Blendagens

Blendagem: Mistura para homogeneizar um produto ou uma substância

Não, não me enganei a atribuir a imagem de cabeçalho. Esta não é mais uma entrada das RCPalavras, mas sim toda uma nova categoria, em que finalmente começarei a partilhar algo com que me tenho ocupado desde finais de Dezembro passado.

Como a maior parte de nós, comecei a desenhar bem antes de escrever, e até nem era completamente desprovido de jeito. Fazia banda desenhada e caricaturas dos meus colegas de turma na escola, e cheguei mesmo a desenhar umas quantas páginas de uma saga de super-heróis criados por mim. Mas, como já antes referi, o meu talento para desenhar não conseguiu acompanhar tudo o que a minha imaginação queria expressar, e acabei por me dedicar unicamente à escrita para esse efeito.

No entanto, esse bichinho nunca desapareceu verdadeiramente. Durante a era das capas ilustradas, um dos grandes prazeres após concluir cada livro era colaborar de perto com o Samuel Santos para elaborar a respectiva capa, e muitas vezes «vandalizei» a arte dele para melhor ilustrar o que imaginava. Em retrospectiva, ao fazê-lo, talvez tivesse também sentido que ainda estava a desenhar de alguma forma.

Quando acabaram as capas ilustradas, acalentei umas quantas vezes a possibilidade de voltar à carga. Talvez um dia pudesse eu tratar das ilustrações, pensei. Ou dar suporte gráfico a uma série de projectos que tinha e tenho na calha. Ou até só fazê-lo por carolice e ser capaz de dar vida visual à minha imaginação. Mas não, não ia mesmo dar. O meu potencial para a ilustração tinha-se ficado pela potência, e os meus dedos pareciam demasiado calcificados pela escrita para darem ao lápis.

Mas certo é que a pancada estava lá e por lá ficou. O que, aliado a uma possível crise de meia-idade, me levou a experimentar brincar com um programa muito porreiro chamado Blender, na esperança de que pudesse servir como muleta tridimensional para alguém que tinha perdido o jeito para o desenho. Fi-lo de forma puramente recreativa, a título de descargo de consciência, e quase na expectativa de fracassar miseravelmente para poder tirar esta ideia palerma do sentido. Afinal, enquanto homem casado que trabalha como tradutor e escreve livros, não é como se não tivesse já os dias preenchidos…

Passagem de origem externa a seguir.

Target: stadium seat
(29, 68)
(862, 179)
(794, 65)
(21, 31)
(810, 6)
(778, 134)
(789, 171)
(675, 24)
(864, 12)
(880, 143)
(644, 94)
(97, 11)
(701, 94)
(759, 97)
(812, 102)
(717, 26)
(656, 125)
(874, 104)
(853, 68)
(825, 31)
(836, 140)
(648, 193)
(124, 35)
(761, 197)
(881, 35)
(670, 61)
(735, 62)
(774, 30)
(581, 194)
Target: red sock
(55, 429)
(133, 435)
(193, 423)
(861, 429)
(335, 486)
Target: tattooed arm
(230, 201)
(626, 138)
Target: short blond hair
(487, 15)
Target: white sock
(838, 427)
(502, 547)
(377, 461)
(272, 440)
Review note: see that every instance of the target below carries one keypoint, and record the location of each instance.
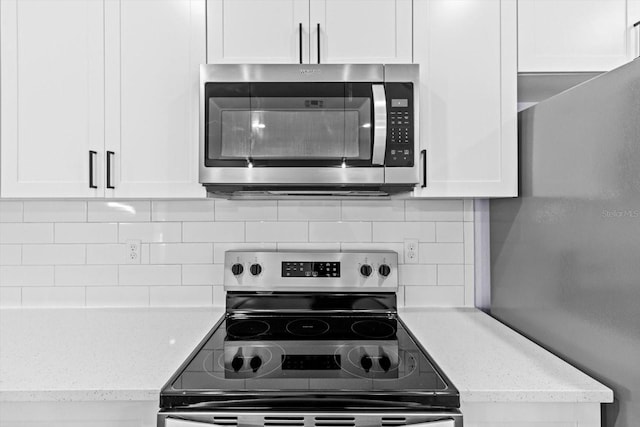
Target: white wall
(72, 253)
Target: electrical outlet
(132, 248)
(411, 251)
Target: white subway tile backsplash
(86, 275)
(72, 252)
(12, 232)
(417, 275)
(213, 232)
(181, 296)
(398, 231)
(449, 232)
(117, 296)
(434, 210)
(254, 210)
(55, 211)
(441, 253)
(10, 254)
(53, 254)
(375, 210)
(157, 232)
(181, 253)
(106, 254)
(450, 275)
(220, 248)
(150, 275)
(86, 233)
(277, 232)
(10, 211)
(310, 210)
(20, 275)
(202, 274)
(119, 211)
(53, 296)
(340, 231)
(435, 296)
(190, 210)
(375, 246)
(10, 297)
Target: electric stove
(310, 337)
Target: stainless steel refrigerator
(565, 255)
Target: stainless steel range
(310, 339)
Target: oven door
(435, 418)
(326, 128)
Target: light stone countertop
(128, 354)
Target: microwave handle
(379, 125)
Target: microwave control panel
(400, 119)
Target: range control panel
(310, 269)
(301, 271)
(400, 129)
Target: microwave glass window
(311, 122)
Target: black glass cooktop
(294, 361)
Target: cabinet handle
(637, 25)
(109, 183)
(423, 157)
(318, 30)
(300, 39)
(92, 155)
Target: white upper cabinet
(290, 31)
(576, 35)
(468, 121)
(357, 31)
(153, 53)
(52, 86)
(258, 31)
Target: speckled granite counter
(128, 354)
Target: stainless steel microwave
(308, 130)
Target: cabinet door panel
(52, 97)
(359, 31)
(467, 56)
(572, 35)
(257, 31)
(154, 50)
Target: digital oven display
(311, 362)
(310, 269)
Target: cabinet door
(468, 123)
(52, 85)
(258, 31)
(358, 31)
(573, 35)
(153, 51)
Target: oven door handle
(445, 423)
(379, 125)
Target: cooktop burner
(307, 327)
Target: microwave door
(380, 124)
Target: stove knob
(385, 363)
(384, 270)
(237, 363)
(255, 269)
(366, 363)
(366, 270)
(237, 269)
(255, 363)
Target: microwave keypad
(400, 147)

Bem me lixei, que agora tenho de arranjar forma de ordenhar mais algum tempo de cada dia, porque a aprendizagem tem corrido bastante bem, estou satisfeito com o meu progresso ao longo de quase sete meses, e começa a perfilar-se a possibilidade bem real de um dia eu ser realmente capaz de tratar da parte gráfica dos meus projectos.

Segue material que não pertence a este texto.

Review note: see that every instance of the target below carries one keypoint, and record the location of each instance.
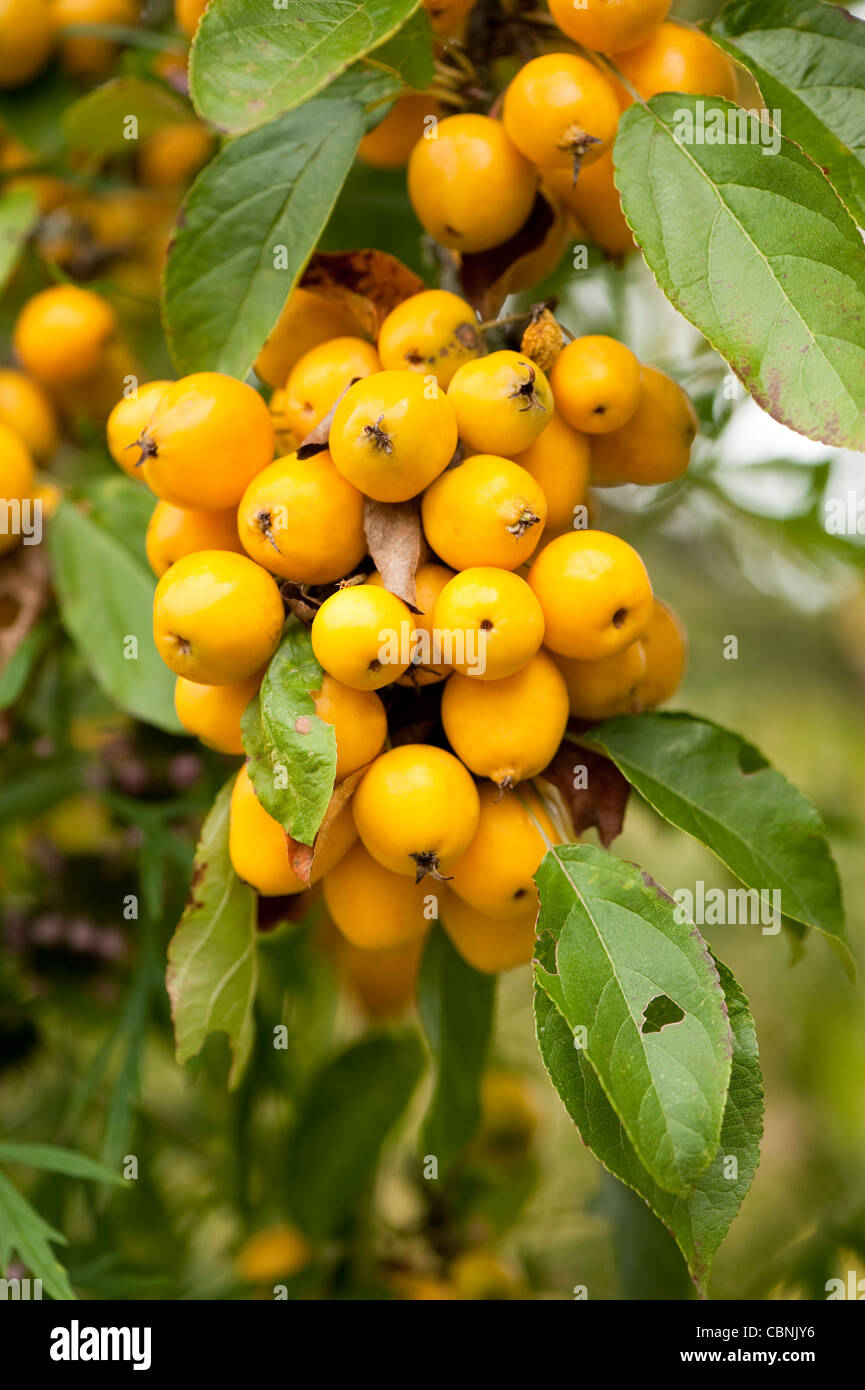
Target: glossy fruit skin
(654, 446)
(320, 377)
(206, 439)
(501, 613)
(391, 142)
(559, 462)
(278, 1251)
(433, 332)
(305, 321)
(25, 409)
(676, 59)
(594, 591)
(665, 645)
(484, 512)
(128, 419)
(373, 908)
(213, 712)
(594, 202)
(609, 25)
(351, 630)
(495, 873)
(392, 434)
(595, 382)
(302, 520)
(359, 723)
(61, 334)
(506, 730)
(257, 845)
(470, 186)
(607, 687)
(384, 982)
(175, 531)
(85, 57)
(27, 41)
(15, 481)
(416, 811)
(187, 14)
(174, 154)
(488, 944)
(502, 402)
(217, 617)
(561, 111)
(429, 583)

E sim, tenho perfeita noção de que me deu para (re)aprender a desenhar/modelar/esculpir na precisa altura em que a arte por IA explodiu e provavelmente revolucionará a forma como se faz muita coisa nesse âmbito. Mas sempre fui conhecido pelo meu impecável sentido de oportunidade e por fazer as coisas ao meu próprio ritmo, por isso nem me incomodo a pensar nesse assunto, até porque não estou a pensar ganhar a vida com isto, mas sim usá-lo como complemento para o que gosto de fazer, que é criar.

E é isso. Esta foi uma introdução demasiado verbosa para uma nova categoria, na qual partilharei o meu percurso de aprendizagem com o Blender. Já tenho material suficiente para várias entradas, mas isto irá também servir para me pressionar a ir praticando, fazendo mais e ter projectos a apresentar, como este monstro:

Nesta cena que parece saída do primeiro Alone in the Dark, explorei a medo a modelagem, usando formas simples e brincando com luzes numa tentativa de criar ambiente. Ainda era tudo muito novo, e sentia-me avassalado pela quantidade de opções que praticamente cada campo e botão do programa parecia ter. Não sei se me teria aventurado tão cedo nisto, se não fosse pela existência de tutoriais, mas ainda bem que o fiz, porque foi um primeiro passo importante que me deu vontade de explorar mais e me fez redescobrir o prazer de aprender, coisa que já não fazia há quase vinte anos.